Political influence also materialises through the access granted to many companies to cheap state finance, which may raise, at least on principle, antitrust issues in Western markets. “If a company gets a lot of money from state banks, at rates that are not commercial rates, that’s an indication of state influence,” says Mr Riley.

ChemChina’s proposed acquisition of Swiss agribusiness company Syngenta raised such concerns. ChemChina was willing to sign the deal through a highly leveraged financing structure with new loans for about $32.7bn on top of new equity contributions of $25bn.

“ChemChina’s standalone weak financials show it doesn’t have the capacity for the Syngenta deal,” Bloomberg reported Lawrence Lu, an analyst in Hong Kong at Standard & Poor’s, as saying in March. “It is likely to get government support for the Syngenta transaction because the agriculture sector is one of the most important in China.”

Despite these concerns, the deal was approved by CFIUS, which runs national security reviews of proposed foreign investment transactions, and is now seeking antitrust approval by the European Commission (EC). In other countries, the authorities of some sectors are proving more resistant to proposed Chinese transactions.

“Financial services has been one of the sectors where there have been a lot of pushback on Chinese investment,” says Mark Sanders, partner at Hong Kong-headquartered law firm King & Wood Mallesons, referring to a number of failed acquisition by Chinese companies of insurance and banking groups in countries such as Israel and Portugal. “Financial regulators have shown a path through which the opaqueness of these companies has enabled them to conclude that they are not fit for purpose from a capital adequacy perspective.”

State involvement

Beyond a handful of specific cases, Western authorities are still figuring out a more holistic approach to deal with the challenges raised by Chinese investment.

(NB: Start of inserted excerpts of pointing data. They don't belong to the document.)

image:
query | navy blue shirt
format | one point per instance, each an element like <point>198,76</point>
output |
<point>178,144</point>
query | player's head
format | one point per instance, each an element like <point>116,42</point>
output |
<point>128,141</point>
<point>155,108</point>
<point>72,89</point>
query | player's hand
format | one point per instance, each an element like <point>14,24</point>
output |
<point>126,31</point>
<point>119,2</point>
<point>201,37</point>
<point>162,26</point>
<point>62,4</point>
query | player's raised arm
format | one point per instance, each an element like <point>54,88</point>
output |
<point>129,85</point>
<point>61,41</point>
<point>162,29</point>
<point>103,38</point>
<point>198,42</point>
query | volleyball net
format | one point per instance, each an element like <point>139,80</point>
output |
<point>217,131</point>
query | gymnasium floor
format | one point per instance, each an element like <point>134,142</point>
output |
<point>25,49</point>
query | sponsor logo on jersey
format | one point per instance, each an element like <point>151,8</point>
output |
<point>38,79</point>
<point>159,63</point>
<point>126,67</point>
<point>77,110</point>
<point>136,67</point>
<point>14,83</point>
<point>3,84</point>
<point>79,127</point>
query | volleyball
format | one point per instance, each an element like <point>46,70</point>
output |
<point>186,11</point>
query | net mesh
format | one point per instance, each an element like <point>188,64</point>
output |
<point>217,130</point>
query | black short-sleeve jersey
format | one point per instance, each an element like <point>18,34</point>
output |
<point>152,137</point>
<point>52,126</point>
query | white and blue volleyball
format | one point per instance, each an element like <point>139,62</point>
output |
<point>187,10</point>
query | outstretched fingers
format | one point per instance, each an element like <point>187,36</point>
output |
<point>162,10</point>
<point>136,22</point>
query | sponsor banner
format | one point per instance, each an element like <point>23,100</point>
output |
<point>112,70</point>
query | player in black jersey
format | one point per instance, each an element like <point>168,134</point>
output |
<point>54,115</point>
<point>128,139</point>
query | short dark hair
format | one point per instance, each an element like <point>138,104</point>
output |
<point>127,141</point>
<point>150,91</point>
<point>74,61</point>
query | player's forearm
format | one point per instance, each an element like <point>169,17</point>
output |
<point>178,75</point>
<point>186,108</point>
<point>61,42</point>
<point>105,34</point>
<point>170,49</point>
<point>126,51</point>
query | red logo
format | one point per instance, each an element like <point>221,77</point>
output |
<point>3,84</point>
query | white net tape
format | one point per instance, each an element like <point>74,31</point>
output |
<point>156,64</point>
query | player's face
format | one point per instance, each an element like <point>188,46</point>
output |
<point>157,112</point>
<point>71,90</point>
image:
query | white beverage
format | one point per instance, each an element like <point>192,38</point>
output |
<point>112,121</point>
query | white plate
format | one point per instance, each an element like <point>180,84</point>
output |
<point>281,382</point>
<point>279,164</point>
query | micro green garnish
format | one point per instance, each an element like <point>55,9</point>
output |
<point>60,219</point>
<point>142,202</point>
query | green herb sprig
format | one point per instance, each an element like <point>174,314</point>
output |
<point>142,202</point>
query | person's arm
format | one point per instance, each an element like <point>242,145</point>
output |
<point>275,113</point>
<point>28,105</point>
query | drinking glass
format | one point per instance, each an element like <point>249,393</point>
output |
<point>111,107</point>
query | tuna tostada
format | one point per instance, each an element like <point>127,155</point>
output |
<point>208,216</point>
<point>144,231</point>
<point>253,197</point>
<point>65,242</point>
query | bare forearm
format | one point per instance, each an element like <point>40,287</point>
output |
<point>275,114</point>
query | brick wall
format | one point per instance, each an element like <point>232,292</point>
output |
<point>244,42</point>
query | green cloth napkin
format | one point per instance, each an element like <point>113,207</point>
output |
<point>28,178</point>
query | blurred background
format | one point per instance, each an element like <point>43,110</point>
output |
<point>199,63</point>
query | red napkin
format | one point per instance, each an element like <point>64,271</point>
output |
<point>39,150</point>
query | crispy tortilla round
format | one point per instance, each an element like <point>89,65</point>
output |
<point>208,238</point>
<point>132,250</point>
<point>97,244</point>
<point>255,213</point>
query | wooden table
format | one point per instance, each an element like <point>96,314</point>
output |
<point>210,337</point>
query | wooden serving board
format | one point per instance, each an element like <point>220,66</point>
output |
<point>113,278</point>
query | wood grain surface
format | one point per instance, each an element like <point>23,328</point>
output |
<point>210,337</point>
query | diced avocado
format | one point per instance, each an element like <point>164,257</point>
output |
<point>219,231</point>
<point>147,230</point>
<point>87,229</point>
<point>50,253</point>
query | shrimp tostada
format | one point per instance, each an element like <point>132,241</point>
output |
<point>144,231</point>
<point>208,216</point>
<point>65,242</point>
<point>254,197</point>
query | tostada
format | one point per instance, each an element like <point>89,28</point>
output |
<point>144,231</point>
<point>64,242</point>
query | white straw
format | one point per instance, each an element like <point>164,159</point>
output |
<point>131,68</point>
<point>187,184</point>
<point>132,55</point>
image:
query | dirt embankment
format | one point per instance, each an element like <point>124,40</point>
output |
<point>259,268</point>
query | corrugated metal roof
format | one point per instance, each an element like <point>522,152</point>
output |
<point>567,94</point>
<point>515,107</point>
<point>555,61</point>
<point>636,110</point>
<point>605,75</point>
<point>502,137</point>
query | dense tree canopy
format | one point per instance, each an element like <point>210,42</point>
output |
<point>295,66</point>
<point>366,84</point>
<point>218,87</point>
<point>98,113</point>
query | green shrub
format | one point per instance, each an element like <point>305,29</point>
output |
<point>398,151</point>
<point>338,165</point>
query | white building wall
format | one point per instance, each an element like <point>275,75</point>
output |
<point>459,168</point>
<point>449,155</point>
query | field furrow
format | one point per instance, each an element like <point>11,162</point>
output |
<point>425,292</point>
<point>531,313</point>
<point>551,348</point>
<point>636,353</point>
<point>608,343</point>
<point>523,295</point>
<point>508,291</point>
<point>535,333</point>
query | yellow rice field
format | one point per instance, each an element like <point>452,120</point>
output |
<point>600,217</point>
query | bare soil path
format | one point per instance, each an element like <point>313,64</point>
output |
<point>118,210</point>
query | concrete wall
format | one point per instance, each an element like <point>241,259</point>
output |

“The bit where it gets very difficult is disaggregating whether or not the state is involved,” says Mr Sanders. “To what extent is any given SOE connected to all the other SOEs? Once you start aggregating that from an antitrust perspective, as a buyer you may have issues here about proving that you are going to not create some anticompetitive environment.”

The EC embraced this challenge when it reviewed the Hinkley Point nuclear development plan in the UK. The EC questioned the independence of China General Nuclear Power Corporation (CGN) – a partner of French company EDF in the development – from China's State Assets Supervision and Administration Commission (Sasac), which oversees all SOEs, and therefore made a case to consider CGN as part of a broader syndicate of companies led by Sasac for antitrust purposes.

The UK’s newly selected prime minister, Theresa May, eventually approved the project in September, but it appears the debate over the best way to regulate and handle Chinese investment in Western markets is just beginning.